The 21-year-old timed 2hours 6minutes 32seconds, breaking the 24-year-old Olympic record set by Carlos Lopes.
He beat home Morocco's two-time world champion Jaouad Gharib (2hr07:16) for the gold while Tsegay Kebede of Ethiopia took the bronze.
"In Kenya, we have many medals, but I'm glad to have this one," said Wanjiru, who learnt to run the marathon when he left for school in Japan aged 15.
"It feels good to make history here. It feels good to make history for Kenya and win the gold," added Wanjiru, who is keen to break the world record next year.
The race came alive at the 20km mark when five runners split from the leading pack.
The quintet comprised Gharib, two Kenyans in three-time London Marathon winner Martin Lel and Wanjiru, second in this year's London Marathon.
The other two were Eritrean Yonas Kifle and Ethiopia's Deriba Werga, who had timed his personal best at the London Marathon but had been over a minute behind Wanjiru.
Several of the favourites failed to cope with the hot conditions especially defending champion Stefano Baldini of Italy.
The 37-year-old was out of contention early on as the European champion failed to find the spark he had in Athens four years ago and was to finish 12th.
"It was incredible what the Africans managed to do in those last 10km," gasped Baldini.
"This was my last marathon and my last international event. I want to carry on running but without the stress."
America's hopes of ending on a winning note also died around that time as Ryan Hall, who has impressed since he switched from running the mile, also found nothing when the quintet split.
By the 30km mark, though, the picture had dramtically changed as Wanjiru and Werga upped the pace and Gharib, Lel, who should on form have been able to go with them as he owned the fastest time this year among those running, and Kifle could not find anything.
However, while Lel and Kifle floundered, 36-year-old Gharib drew on all his championship winning experience and somehow managed to reel in the front two setting up what looked sure to be a thrilling climax.
The trio were still intact as they passed the 35km marker with Wanjiru leading them out.

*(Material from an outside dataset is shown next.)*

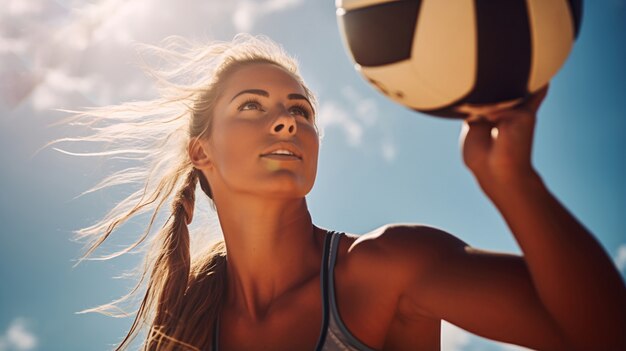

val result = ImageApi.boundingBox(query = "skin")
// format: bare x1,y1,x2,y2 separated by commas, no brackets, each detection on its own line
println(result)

Behind them Kifle had squirmed free of a tiring Lel, who was beginning to look behind him in a sure sign of desperation, but the Eritrean faced a tough task in getting back to the leaders as he was nearly a minute-and-a-half adrift.
Shortly after that Wanjiru went up a gear to test out the other two and found Werga wanting, though, Gharib stuck to him like a limpet.
But even he could not keep up the pace and the young Kenyan had by the time they got to 40km established a clear gap between himself and the Moroccan.
With two kilometres to go as they appeared under the shadow of the stadium the game was clearly up for Gharib, who had an 18sec gap to make up if he were to add Olympic gold to his two world titles.
But Wanjiru was not for cracking and strode to a memorable victory - raising his left arm in celebration on entering stadium and was still full of running as he rounded off a highly satisfying Games for the Kenyans.
Werga faded so badly that what had looked at one point could be gold turned to nothing as Kebede passed him on the final lap round the track.
Whilst they fought out the medals there was a remarkable performance among the stragglers as 53-year-old Israeli Seteng Ayele battled through the extreme heat to finish 69th - way down on his 20th placing in 2004 but quite a feat given 19 of his rivals failed to finish.